Matheny Michael E, Resnic Frederic S, Arora Nipun, Ohno-Machado Lucila
Decision Systems Group, Brigham & Women's Hospital, 75 Francis Street, Boston, MA 02115, USA.
J Biomed Inform. 2007 Dec;40(6):688-97. doi: 10.1016/j.jbi.2007.05.008. Epub 2007 May 18.
Support vector machines (SVM) have become popular among machine learning researchers, but their applications in biomedicine have been somewhat limited. A number of methods, such as grid search and evolutionary algorithms, have been utilized to optimize model parameters of SVMs. The sensitivity of the results to changes in optimization methods has not been investigated in the context of medical applications. In this study, radial-basis kernel SVM and polynomial kernel SVM mortality prediction models for percutaneous coronary interventions were optimized using (a) mean-squared error, (b) mean cross-entropy error, (c) the area under the receiver operating characteristic, and (d) the Hosmer-Lemeshow goodness-of-fit test (HL chi(2)). A threefold cross-validation inner and outer loop method was used to select the best models using the training data, and evaluations were based on previously unseen test data.
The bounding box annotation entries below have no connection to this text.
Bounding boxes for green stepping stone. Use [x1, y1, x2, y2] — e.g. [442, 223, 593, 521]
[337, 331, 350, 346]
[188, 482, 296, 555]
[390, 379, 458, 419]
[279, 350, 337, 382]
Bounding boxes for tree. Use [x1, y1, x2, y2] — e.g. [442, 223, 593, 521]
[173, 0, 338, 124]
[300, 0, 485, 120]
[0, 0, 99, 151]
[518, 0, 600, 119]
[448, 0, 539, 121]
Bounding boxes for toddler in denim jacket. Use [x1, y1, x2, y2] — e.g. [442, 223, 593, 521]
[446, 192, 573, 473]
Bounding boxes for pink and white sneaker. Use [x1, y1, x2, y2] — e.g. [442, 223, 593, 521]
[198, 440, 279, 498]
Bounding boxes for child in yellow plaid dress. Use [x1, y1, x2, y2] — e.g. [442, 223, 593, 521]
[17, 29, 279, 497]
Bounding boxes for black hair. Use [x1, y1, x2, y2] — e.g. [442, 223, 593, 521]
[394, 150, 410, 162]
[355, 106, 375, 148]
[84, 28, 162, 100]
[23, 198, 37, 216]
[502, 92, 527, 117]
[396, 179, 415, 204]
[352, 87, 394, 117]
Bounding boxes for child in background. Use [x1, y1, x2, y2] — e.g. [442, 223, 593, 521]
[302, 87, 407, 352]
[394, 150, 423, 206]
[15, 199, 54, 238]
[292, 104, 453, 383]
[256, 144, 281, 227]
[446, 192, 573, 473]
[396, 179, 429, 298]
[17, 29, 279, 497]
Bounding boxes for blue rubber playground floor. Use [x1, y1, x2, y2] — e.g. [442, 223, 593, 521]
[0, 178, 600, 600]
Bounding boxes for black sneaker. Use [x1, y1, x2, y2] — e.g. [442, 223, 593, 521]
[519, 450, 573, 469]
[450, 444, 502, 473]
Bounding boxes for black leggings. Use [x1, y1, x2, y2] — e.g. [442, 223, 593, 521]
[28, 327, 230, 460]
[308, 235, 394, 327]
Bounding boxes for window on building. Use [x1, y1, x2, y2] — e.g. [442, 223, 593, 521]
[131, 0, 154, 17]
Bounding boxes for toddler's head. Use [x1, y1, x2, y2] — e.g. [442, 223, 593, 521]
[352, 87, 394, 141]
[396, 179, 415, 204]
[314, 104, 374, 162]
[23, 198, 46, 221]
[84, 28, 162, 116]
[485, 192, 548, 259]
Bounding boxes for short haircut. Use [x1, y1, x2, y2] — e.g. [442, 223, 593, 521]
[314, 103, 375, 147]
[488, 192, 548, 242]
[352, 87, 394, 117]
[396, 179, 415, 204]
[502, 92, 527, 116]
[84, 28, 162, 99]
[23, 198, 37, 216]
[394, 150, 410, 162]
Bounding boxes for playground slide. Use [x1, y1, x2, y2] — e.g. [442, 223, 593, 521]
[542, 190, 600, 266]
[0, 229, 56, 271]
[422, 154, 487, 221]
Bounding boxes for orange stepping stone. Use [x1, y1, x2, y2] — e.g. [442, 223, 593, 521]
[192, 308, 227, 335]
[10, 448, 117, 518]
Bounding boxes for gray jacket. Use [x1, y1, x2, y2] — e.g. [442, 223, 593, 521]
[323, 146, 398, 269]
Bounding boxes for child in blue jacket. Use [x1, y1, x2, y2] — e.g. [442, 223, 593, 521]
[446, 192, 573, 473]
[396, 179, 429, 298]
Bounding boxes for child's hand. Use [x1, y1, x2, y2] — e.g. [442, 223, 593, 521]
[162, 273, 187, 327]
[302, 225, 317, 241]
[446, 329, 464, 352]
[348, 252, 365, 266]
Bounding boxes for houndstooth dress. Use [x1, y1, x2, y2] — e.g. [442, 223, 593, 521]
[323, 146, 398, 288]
The results were compared to those produced by logistic regression models optimized using the same indices. The choice of optimization parameters had a significant impact on performance in both SVM kernel types.
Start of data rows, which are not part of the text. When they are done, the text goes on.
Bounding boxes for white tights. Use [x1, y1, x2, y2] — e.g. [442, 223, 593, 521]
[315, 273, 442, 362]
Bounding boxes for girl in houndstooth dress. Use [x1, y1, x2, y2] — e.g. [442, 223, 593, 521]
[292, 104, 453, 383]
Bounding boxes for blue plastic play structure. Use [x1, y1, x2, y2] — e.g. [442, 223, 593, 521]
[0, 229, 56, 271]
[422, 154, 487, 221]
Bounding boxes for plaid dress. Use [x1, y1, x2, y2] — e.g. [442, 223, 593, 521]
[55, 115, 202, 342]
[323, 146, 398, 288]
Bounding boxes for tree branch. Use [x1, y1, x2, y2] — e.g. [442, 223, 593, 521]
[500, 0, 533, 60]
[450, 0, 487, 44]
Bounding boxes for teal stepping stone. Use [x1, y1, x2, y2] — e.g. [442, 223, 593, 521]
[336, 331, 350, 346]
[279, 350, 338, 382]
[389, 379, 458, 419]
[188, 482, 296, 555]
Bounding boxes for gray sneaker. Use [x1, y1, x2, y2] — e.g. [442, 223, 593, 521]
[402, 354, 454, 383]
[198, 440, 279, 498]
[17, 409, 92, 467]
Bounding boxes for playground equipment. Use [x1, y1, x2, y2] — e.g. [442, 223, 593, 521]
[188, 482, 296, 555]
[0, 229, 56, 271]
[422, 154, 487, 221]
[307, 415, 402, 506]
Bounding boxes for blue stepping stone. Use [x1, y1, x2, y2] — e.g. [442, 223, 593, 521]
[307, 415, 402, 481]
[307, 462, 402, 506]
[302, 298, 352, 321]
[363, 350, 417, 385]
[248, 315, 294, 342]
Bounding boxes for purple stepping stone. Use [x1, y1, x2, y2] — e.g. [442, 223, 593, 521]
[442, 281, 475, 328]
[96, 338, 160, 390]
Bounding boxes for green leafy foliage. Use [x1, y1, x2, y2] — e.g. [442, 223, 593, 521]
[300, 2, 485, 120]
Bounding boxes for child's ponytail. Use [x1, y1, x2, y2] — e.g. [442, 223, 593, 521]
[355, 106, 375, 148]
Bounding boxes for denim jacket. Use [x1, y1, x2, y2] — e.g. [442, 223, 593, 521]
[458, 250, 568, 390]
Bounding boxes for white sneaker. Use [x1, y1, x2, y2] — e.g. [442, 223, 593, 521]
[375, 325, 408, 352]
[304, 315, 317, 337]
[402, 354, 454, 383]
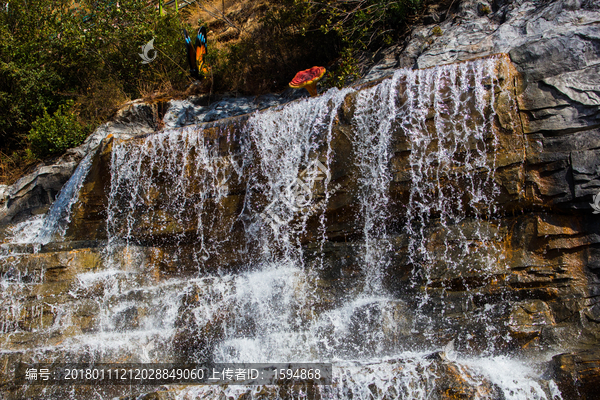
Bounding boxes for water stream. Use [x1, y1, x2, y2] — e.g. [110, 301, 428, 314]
[2, 58, 560, 400]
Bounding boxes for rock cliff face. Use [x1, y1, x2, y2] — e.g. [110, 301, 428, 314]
[0, 1, 600, 399]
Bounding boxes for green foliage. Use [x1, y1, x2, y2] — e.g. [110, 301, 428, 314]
[214, 0, 339, 94]
[326, 47, 360, 89]
[27, 101, 90, 158]
[0, 0, 189, 161]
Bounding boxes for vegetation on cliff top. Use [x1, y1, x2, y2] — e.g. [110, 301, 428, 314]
[0, 0, 421, 183]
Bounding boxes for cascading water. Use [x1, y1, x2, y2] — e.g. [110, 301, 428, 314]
[3, 54, 560, 400]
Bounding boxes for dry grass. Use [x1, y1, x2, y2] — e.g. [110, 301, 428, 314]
[0, 152, 37, 185]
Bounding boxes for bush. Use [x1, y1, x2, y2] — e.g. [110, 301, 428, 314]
[27, 102, 90, 158]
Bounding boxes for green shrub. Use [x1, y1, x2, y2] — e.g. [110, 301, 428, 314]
[27, 102, 90, 158]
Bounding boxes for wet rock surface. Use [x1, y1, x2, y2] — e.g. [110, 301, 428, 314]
[0, 1, 600, 400]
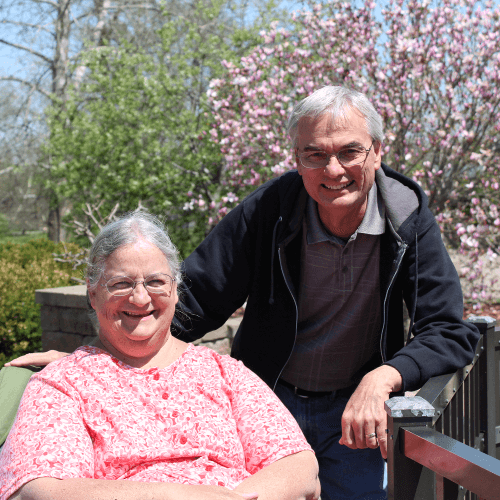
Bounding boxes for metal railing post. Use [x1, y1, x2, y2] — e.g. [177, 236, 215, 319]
[467, 316, 500, 458]
[385, 396, 435, 500]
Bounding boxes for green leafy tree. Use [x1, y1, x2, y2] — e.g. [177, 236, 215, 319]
[46, 0, 292, 255]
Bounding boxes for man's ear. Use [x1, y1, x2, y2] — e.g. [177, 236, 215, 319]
[293, 148, 304, 175]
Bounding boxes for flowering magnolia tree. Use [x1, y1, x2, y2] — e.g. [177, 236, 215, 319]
[199, 0, 500, 303]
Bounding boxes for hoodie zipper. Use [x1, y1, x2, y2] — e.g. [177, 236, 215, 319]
[380, 240, 408, 363]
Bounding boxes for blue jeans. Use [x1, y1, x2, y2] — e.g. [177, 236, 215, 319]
[275, 382, 387, 500]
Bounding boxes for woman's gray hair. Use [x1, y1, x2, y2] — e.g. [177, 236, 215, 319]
[287, 85, 384, 148]
[86, 211, 182, 289]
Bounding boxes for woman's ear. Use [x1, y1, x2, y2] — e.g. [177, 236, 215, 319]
[85, 278, 95, 309]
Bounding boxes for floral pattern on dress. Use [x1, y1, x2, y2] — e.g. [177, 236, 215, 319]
[0, 344, 311, 500]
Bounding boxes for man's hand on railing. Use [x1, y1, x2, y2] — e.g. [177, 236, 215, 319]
[339, 365, 403, 459]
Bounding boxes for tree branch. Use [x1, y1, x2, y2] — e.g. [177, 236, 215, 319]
[0, 38, 52, 64]
[0, 76, 52, 100]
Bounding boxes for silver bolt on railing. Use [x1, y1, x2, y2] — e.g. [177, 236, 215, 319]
[385, 396, 436, 500]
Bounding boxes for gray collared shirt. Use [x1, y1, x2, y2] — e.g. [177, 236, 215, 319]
[281, 184, 385, 391]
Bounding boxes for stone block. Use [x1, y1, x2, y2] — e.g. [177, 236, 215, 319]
[57, 307, 96, 335]
[35, 285, 87, 309]
[40, 304, 61, 332]
[42, 332, 86, 352]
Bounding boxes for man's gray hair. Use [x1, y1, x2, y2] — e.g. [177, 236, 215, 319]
[287, 85, 384, 147]
[87, 211, 182, 288]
支持向量机(SVM)在机器学习研究人员中颇受欢迎,但其在生物医学中的应用却受到一定限制。人们已采用多种方法(如网格搜索和进化算法)来优化支持向量机的模型参数。在医学应用背景下,尚未对结果对优化方法变化的敏感性进行研究。在本研究中,使用以下方法对经皮冠状动脉介入治疗的径向基核支持向量机和多项式核支持向量机死亡率预测模型进行了优化:(a)均方误差,(b)平均交叉熵误差,(c)受试者工作特征曲线下面积,以及(d)Hosmer-Lemeshow拟合优度检验(HL chi(2))。采用三重交叉验证内循环和外循环方法,利用训练数据选择最佳模型,并基于之前未见过的测试数据进行评估。将结果与使用相同指标优化的逻辑回归模型的结果进行比较。优化参数的选择对两种支持向量机内核类型的性能均有显著影响。